Abkassieren statt protestieren: Umweltminister Altmaier möchte den Bürgern den Netzausbau schmackhaft machen, indem er sie an Gewinnen beteiligt. Auch Trassengegner sollen so ins Boot geholt werden. Die Energiewende hakt an vielen Ecken und Enden. Eines der größeren Probleme sind fehlende Leitungen, um den Strom von den Windrädern im Norden in den Süden des Landes zu transportieren. Die ganze Angelegenheit ist kompliziert, denn neben allen technischen, bürokratischen und rechtlichen Hürden gilt es auch, die Bürger mitzunehmen. Entlang der geplanten Stromtrassen haben sich Initiativen gegründet, die keine Strommasten und Leitungen in ihrem Garten haben wollen. Angesichts dieser Vorbehalte versucht Umweltminister Peter Altmaier (CDU) nun, dem Mammutprojekt Netzausbau einen Akzeptanzschub zu geben. In einem Interview mit der Frankfurter Allgemeinen Sonntagszeitung (FAS) erklärte er, er wolle den Bürgern die Möglichkeit geben, sich an der Finanzierung der Trassen zu beteiligen. Der Plan: Die Bürger sollen den Netzbetreibern Geld für den Ausbau geben und bekommen im Gegenzug eine garantierte Dividende von fünf Prozent. Angesichts der derzeitigen Zinsen kein schlechtes Geschäft. Bis zu fünf Milliarden Euro sollen die Bürger in den Netzausbau investieren. Die sogenannte "Bürgerdividende" will Altmaier zunächst denen anbieten, über deren Grundstücke die neuen Leitungen führen, dann den betroffenen Gemeinden und schließlich allen Interessierten. Es sei "eine Frage der Verteilungsgerechtigkeit, dass sich die Betroffenen an den Erträgen beteiligen können", sagte Altmaier der FAS. Nicht alle Gegner der Stromautobahnen werden sich aber wohl so einfach ködern lassen.

"Wir sehen den Vorschlag kritisch", sagt Gaby Bischop, Sprecherin der Bürgerinitiativen Pro Erdkabel NRW, die sich für weniger und vor allem unterirdische Leitungen einsetzt. "Erst einmal muss geklärt werden, wie viele Netze überhaupt nötig sind, danach sollte man erst über die Finanzierung sprechen", sagt Bischop. Kollege Bernd Kördel von der hessischen Bürgerinitiative Guxhagen ist weniger kritisch. Natürlich sei dies ein einfacher Versuch, um Akzeptanz zu erzeugen. "Dennoch finde ich die Idee gut, den Bürgern der Region die Möglichkeit zu geben, sich an Gewinnen zu beteiligen", sagt Kördel. Die Energieexpertin des Deutschen Instituts für Wirtschaftsforschung (DIW), Claudia Kemfert, hält den Vorschlag ebenfalls für sinnvoll, weil auch Menschen mit niedrigen Einkommen von der Dividende profitieren könnten. "Das ist sicherlich nicht die große Lösung für die Energiewende, aber immerhin ein kleiner Schritt, um beim Netzausbau voranzukommen", sagte Kemfert zu stern.de. "Die Strompreise werden durch eine Garantierendite von fünf Prozent nicht stärker steigen als ohnehin.

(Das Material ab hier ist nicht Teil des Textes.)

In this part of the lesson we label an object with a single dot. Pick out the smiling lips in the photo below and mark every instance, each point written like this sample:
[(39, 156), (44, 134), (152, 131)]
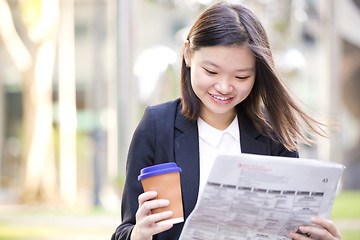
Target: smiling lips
[(220, 98)]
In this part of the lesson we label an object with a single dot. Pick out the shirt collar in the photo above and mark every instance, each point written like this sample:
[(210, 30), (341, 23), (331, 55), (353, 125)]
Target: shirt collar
[(213, 136)]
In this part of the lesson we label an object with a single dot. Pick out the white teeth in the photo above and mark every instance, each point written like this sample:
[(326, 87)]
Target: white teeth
[(221, 98)]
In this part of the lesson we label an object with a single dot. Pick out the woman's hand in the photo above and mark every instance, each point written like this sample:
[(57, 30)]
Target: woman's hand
[(146, 226), (328, 232)]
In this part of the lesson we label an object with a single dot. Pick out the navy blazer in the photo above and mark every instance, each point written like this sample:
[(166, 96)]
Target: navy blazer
[(164, 134)]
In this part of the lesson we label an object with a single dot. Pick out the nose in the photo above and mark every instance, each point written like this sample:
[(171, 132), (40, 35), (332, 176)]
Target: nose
[(224, 86)]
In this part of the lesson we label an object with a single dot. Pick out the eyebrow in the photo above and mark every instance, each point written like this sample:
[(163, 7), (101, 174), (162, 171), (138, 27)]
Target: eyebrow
[(238, 70)]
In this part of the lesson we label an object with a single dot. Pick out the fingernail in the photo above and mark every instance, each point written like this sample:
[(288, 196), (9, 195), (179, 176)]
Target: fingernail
[(168, 213)]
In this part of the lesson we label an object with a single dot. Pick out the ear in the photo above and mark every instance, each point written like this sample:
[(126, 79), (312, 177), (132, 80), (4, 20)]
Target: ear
[(187, 54)]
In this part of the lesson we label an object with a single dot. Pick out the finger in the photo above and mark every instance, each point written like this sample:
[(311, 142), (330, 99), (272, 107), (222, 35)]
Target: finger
[(154, 218), (146, 207), (320, 232), (146, 196), (297, 236), (149, 226), (328, 225)]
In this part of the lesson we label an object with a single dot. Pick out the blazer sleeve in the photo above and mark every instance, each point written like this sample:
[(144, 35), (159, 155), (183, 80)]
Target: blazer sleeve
[(140, 155)]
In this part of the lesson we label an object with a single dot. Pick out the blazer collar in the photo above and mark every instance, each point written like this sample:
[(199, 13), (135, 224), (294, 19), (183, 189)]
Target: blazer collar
[(250, 139)]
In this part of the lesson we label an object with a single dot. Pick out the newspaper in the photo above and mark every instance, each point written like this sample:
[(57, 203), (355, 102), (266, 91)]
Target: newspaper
[(256, 197)]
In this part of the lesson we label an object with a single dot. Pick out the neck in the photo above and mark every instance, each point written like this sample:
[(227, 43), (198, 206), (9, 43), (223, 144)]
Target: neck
[(218, 121)]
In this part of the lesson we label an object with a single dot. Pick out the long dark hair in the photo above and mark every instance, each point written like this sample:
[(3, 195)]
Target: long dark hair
[(269, 105)]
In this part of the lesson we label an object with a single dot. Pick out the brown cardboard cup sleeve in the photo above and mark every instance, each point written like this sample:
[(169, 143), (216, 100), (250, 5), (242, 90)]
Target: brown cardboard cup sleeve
[(165, 180)]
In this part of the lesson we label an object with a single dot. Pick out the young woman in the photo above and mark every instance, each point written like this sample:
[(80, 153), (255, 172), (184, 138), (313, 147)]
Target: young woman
[(232, 102)]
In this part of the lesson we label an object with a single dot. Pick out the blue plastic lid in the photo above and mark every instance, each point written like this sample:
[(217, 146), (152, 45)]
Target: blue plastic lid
[(158, 169)]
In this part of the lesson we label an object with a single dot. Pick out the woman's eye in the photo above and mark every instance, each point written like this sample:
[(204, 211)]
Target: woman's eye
[(242, 78), (210, 72)]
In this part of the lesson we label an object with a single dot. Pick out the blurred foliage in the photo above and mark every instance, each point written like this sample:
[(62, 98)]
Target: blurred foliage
[(347, 205)]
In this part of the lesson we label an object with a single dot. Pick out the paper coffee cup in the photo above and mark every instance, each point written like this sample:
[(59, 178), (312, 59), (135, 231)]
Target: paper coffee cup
[(165, 180)]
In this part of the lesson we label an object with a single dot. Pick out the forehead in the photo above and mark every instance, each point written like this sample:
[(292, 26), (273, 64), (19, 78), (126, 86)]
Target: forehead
[(236, 57)]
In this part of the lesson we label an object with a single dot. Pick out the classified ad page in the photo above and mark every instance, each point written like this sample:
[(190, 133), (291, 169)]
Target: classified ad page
[(262, 197)]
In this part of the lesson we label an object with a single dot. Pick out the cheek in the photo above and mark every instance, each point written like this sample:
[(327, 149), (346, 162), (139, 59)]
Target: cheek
[(199, 82), (245, 88)]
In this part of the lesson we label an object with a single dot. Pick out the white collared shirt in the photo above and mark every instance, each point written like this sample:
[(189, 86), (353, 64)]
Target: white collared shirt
[(213, 142)]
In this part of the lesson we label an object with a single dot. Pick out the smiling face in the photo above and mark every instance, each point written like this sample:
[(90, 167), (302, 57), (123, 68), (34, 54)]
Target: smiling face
[(221, 77)]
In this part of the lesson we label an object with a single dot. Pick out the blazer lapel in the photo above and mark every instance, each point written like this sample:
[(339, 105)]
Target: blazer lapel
[(186, 147), (251, 140)]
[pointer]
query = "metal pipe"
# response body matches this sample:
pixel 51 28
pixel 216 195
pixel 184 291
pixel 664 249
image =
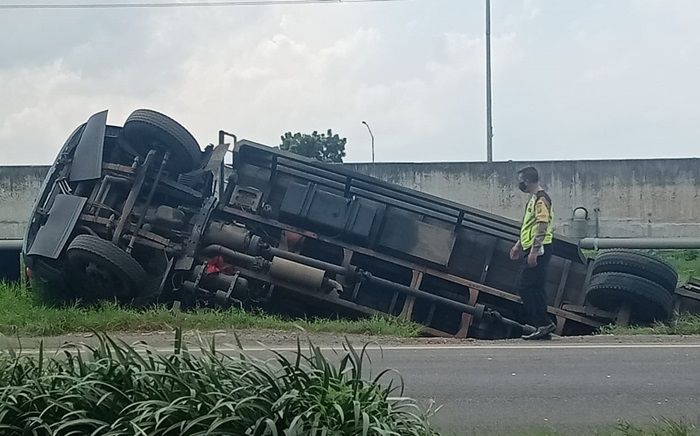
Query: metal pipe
pixel 11 244
pixel 329 267
pixel 639 243
pixel 219 250
pixel 149 200
pixel 132 197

Denn auch Netzbetreiber und Großinvestoren geben sich nicht mit weniger Rendite zufrieden“, betont die Wirtschaftswissenschaftlerin. Ob Altmaier das Projekt politisch durchsetzen kann, ist allerdings ungewiss. Anfang Oktober protestierte mit dem Präsidenten des CDU-Wirtschaftsrates gleich jemand aus den eigenen Reihen. Akzeptanzprobleme beim Neubau von Stromnetzen mit neuen staatlichen Hilfen wie einer Bürgerdividende zu lösen, gehe in die falsche Richtung. "Kluge Energiepolitik heißt: Mehr Markt statt weniger. Nur so können die Kosten der Energiewende im Griff gehalten und die Akzeptanz für den Umbau gestärkt werden", erklärte Lauk in einer Pressemitteilung.